The program faces reluctance from schools because of the initial cost. To help offset the cost, Schumer has made provisions for loans to be distributed among schools to help them get the program off the ground. Once the loans are repaid the money would be distributed to other schools.

For the St. John’s community, the cost of textbooks has consistently hit students’ wallets hard year after year.

The campus bookstore changed from Barnes and Noble to the Follet Company last year, and that has produced many changes in relation to price.

Though the changes are subtle, some students feel the difference in their pockets. Some of the disparities include Barnes and Noble offering a 5 percent discount at the register for all new books, as well as different items located in the store. While Follet may have improved the aesthetics of the bookstore, the lack of discounts and the scarcity of a lot of required books has driven students to Ed’s Bookstore, located across from the University.

This is not the only plan that Schumer has in mind for alleviating the cost of textbooks for college students. He also plans on making the cost of certain expenses deductible.

“For the first time ever, this proposal would let parents or students deduct the cost of their books from their taxes,” Schumer said. “This means real dollars and real savings for middle class families who have to beg and borrow to send their kids to college.”

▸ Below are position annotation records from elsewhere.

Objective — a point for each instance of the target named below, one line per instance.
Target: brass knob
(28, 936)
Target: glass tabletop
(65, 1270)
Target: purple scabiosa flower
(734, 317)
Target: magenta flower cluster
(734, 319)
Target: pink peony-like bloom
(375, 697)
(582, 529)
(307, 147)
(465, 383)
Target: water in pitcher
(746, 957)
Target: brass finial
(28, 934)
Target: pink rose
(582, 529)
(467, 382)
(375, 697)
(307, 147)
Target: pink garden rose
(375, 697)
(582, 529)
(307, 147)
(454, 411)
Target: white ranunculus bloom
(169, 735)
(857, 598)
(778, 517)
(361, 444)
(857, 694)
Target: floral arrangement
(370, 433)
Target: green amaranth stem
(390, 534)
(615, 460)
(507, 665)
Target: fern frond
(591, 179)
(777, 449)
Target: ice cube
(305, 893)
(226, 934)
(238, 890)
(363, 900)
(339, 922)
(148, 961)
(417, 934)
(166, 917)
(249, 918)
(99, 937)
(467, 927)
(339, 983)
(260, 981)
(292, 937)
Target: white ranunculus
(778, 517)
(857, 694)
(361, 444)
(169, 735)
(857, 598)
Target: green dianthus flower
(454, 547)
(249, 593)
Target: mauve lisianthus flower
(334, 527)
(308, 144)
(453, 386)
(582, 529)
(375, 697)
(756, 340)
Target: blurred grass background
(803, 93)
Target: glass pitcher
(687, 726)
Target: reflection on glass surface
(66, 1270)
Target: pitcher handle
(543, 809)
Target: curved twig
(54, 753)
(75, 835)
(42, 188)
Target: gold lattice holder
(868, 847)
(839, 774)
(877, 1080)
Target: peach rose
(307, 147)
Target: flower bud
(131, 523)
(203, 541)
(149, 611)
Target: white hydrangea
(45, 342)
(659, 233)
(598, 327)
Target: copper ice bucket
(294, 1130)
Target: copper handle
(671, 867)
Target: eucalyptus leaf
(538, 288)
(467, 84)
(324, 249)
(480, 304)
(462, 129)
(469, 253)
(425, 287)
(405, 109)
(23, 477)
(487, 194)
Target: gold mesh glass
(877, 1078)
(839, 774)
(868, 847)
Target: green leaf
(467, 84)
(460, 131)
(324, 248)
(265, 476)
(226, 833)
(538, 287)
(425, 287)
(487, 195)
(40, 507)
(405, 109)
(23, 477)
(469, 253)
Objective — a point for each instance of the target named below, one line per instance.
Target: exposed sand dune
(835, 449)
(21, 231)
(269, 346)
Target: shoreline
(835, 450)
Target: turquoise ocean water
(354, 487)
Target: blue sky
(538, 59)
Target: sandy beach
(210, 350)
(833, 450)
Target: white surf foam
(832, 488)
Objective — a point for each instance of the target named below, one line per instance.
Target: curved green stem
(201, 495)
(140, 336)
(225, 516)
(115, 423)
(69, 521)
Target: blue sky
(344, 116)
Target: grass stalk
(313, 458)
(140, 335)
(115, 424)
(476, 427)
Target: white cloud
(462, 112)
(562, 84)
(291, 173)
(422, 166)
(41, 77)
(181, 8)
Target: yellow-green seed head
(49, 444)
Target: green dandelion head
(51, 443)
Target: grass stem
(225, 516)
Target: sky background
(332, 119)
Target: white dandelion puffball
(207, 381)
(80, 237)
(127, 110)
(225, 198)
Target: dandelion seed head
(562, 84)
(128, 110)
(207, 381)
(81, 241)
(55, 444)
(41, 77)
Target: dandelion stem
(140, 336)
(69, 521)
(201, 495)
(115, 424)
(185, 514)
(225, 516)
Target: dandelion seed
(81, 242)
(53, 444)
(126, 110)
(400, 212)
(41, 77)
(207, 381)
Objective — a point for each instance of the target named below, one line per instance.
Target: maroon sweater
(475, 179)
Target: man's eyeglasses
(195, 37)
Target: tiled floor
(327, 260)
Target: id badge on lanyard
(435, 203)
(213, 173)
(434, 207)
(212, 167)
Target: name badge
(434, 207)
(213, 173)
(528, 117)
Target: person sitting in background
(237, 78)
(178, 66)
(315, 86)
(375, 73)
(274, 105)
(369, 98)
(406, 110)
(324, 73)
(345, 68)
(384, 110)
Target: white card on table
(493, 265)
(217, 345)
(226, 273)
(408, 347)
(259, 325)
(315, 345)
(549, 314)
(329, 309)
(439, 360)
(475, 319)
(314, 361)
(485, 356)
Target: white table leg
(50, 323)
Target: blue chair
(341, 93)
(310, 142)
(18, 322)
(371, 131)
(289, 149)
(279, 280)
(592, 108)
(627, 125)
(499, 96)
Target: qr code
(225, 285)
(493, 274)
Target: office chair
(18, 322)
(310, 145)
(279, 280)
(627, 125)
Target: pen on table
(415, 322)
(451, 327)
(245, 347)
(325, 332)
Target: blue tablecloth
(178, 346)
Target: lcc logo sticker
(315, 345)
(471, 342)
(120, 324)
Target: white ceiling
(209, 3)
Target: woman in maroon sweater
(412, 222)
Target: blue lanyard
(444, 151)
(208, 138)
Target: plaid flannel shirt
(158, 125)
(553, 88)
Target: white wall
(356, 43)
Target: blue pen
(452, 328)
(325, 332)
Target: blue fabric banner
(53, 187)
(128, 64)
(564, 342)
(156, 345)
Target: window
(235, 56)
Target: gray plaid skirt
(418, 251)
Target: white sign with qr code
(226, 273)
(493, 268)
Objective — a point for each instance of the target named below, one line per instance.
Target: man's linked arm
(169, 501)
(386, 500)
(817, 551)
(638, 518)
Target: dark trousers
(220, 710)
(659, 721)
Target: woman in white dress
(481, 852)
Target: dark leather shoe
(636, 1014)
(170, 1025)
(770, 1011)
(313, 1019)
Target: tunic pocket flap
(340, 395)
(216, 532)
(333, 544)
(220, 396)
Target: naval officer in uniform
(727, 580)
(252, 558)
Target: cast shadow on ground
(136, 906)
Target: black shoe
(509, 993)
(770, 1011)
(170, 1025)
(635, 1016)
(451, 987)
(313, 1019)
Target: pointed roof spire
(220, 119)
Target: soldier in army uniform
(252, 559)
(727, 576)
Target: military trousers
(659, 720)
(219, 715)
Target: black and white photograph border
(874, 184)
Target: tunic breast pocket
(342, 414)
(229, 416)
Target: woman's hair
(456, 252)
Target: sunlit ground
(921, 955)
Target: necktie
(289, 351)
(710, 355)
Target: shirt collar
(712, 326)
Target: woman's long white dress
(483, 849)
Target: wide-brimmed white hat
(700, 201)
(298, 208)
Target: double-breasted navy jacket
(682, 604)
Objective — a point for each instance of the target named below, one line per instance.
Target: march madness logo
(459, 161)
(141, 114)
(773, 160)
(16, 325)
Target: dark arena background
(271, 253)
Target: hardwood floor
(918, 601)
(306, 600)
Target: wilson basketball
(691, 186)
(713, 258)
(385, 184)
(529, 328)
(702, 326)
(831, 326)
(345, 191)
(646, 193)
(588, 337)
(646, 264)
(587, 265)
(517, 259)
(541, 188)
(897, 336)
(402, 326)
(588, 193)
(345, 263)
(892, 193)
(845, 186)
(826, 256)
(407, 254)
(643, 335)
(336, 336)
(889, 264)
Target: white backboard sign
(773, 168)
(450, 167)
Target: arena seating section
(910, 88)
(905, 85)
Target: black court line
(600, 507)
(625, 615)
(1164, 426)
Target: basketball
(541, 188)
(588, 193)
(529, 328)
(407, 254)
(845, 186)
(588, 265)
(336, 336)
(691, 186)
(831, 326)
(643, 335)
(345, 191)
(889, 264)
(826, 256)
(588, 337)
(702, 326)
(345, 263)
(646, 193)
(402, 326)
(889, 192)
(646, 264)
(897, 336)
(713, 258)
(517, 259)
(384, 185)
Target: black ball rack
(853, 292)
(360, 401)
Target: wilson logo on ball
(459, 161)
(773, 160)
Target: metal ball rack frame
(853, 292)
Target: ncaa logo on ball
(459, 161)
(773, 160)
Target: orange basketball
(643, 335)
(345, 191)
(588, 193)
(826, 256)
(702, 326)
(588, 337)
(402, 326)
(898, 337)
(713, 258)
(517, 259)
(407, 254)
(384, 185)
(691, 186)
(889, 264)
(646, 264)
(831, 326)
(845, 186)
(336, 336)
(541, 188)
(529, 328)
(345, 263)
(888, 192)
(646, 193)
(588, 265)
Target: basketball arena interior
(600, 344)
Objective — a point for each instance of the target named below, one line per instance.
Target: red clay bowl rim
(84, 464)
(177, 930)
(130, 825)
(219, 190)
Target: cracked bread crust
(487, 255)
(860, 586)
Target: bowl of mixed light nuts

Over the years, the price of textbooks has risen at about 6 percent while inflation is only about 2.5 percent.

“For the most part us as college students have a rough time paying for anything, and textbooks don’t make it any easier,” junior Dorian Liriano said. “When you have textbooks costing about $150 a piece it doesn’t help either. It’s just too much and I really don’t believe that these textbook [prices] have to be this high.”

The resentment towards textbook prices is not limited to just undergraduate students.

“I feel that they [textbooks] are overpriced,” graduate student Gladymir Etienne said. “Especially since most professors do not use the textbook to its full extent, it’s pointless when we purchase a book for $130 and hardly use it throughout the semester. Anything to help reduce the price of textbooks would be welcomed right now.”